In Eleanor’s early life, she was never truly able to come to terms with her own emotions. Her life revolved around being the caretaker for her “invalid mother” for eleven years. Eleanor had very little contact with the real world. She rarely left home and never felt happiness while living with her mother. Jackson never made a direct link between the ghosts of Hill House and Eleanor’s mother but could something that she experienced in Hill House be her mother trying to communicate with her? On page ninety-five Eleanor states, “I can’t go in the, surprising herself, but she could not. She backed away overwhelmed with the cold air of mold and earth which rushed ar her.” Eleanor then states “my mother.” The fell of cold air and the stench of the mold could be evidence that her mother is trying to communicate with her from the grave. Eleanor couldn’t enter the library because it reminded her of her mother’s grave. We know that Eleanor feels some sort of guilt about her mother’s death as evidenced by “It was my fault my mother died…She knocked on the wall and called me and I never woke up, I ought to have brought her the medicine; I always did before (Jackson, 199).” Since Eleanor is dreaming about this night, it proves that this is bothering her in some sort of way, whether it be subconsciously or consciously. What I feel Jackson is trying to portray at this moment is a guilt dream. A “guilt dream will represent this sudden moment of realization as you feel ashamed of yourself.”(dream guilt, 2019) Furthermore, Eleanor claims to have felt:
“She could not remember ever being truly happy in her adult life; her years with her mother had been built up devotedly around small guilts and small reproaches, constant weariness, and unending despair. Without ever wanting to become reserved and shy, she spent so long alone, with no one to love, that it was difficult for her to talk, even casually, to another person without self-consciousness and an awkward inability to find words.”
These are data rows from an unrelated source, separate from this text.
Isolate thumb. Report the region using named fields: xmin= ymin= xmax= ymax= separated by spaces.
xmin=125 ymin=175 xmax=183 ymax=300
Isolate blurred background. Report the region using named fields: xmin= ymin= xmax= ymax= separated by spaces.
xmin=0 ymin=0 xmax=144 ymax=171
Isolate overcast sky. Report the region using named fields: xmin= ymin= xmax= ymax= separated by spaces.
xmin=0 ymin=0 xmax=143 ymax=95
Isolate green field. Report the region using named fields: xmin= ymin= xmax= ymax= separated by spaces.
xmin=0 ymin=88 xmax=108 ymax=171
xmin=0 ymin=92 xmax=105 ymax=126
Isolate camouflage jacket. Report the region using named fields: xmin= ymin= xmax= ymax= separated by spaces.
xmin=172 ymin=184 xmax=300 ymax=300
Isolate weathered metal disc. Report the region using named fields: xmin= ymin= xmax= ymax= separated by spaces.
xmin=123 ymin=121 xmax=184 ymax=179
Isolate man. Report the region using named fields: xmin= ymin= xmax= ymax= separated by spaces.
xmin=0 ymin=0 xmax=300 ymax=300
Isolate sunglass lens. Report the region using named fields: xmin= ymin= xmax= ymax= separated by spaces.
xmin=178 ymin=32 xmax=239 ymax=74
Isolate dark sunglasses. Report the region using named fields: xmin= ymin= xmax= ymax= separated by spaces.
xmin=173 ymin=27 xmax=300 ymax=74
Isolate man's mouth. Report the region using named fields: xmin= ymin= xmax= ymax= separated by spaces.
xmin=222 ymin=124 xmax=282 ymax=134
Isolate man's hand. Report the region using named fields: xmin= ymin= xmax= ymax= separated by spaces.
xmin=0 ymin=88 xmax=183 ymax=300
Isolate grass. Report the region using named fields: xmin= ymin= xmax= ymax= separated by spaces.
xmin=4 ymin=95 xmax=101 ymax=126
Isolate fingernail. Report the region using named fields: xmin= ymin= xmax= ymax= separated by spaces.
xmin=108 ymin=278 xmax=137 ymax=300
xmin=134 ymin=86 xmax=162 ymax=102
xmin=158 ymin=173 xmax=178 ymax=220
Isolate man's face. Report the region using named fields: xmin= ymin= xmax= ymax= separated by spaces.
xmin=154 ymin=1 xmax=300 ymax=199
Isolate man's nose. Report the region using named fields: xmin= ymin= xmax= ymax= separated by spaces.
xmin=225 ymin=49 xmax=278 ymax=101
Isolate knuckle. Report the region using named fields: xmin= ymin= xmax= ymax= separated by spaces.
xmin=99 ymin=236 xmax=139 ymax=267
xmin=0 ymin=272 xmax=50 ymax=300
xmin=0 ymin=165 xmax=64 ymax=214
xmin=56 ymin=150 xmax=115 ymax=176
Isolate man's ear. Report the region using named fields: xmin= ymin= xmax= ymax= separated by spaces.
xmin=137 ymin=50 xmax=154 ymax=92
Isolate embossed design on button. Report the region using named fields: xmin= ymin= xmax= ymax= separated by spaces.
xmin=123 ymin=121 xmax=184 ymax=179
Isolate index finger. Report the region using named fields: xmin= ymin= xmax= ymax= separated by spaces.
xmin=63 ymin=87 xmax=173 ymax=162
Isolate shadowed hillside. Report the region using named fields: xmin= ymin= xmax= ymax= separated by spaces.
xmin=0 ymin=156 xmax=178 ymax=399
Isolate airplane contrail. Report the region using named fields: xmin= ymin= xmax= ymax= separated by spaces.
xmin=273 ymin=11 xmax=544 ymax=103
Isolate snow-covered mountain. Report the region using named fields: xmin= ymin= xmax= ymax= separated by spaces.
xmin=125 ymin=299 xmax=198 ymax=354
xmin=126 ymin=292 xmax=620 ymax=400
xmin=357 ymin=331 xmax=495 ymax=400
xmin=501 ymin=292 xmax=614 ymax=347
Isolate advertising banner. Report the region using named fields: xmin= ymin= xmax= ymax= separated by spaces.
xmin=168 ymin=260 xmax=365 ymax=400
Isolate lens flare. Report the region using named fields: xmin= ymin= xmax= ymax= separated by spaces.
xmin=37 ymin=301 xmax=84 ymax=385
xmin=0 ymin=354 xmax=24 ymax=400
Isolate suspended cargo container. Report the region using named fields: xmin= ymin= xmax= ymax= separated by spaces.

The novel explains that Eleanor felt liberated and expressed happiness shortly after her mother’s passing, but this could mean that she is trying to bottle up her emotions. Therefore, Eleanor didn’t have any resources to help with understanding her own feelings about her sexuality. She hid and ignored what she was feeling which led to her still being unsure of her sexuality into adulthood.
The Haunting of Hill House written by Shirley Jackson is an extremely thrilling novel that keeps readers on the edge of their seat through the entirety of the story. At first glance, readers may believe this is simply a ghost story, but if you look farther, there is an even deeper meaning. The Haunting of Hill House could be viewed as a strong representation of women’s sexuality, and the fear that coincides. The fear of one’s own sexuality, and the judgment of others sometimes can greatly surpass the fear of the things that lie in the dark, hide under our beds, or live in our closets and this novel exhibits such fears perfectly.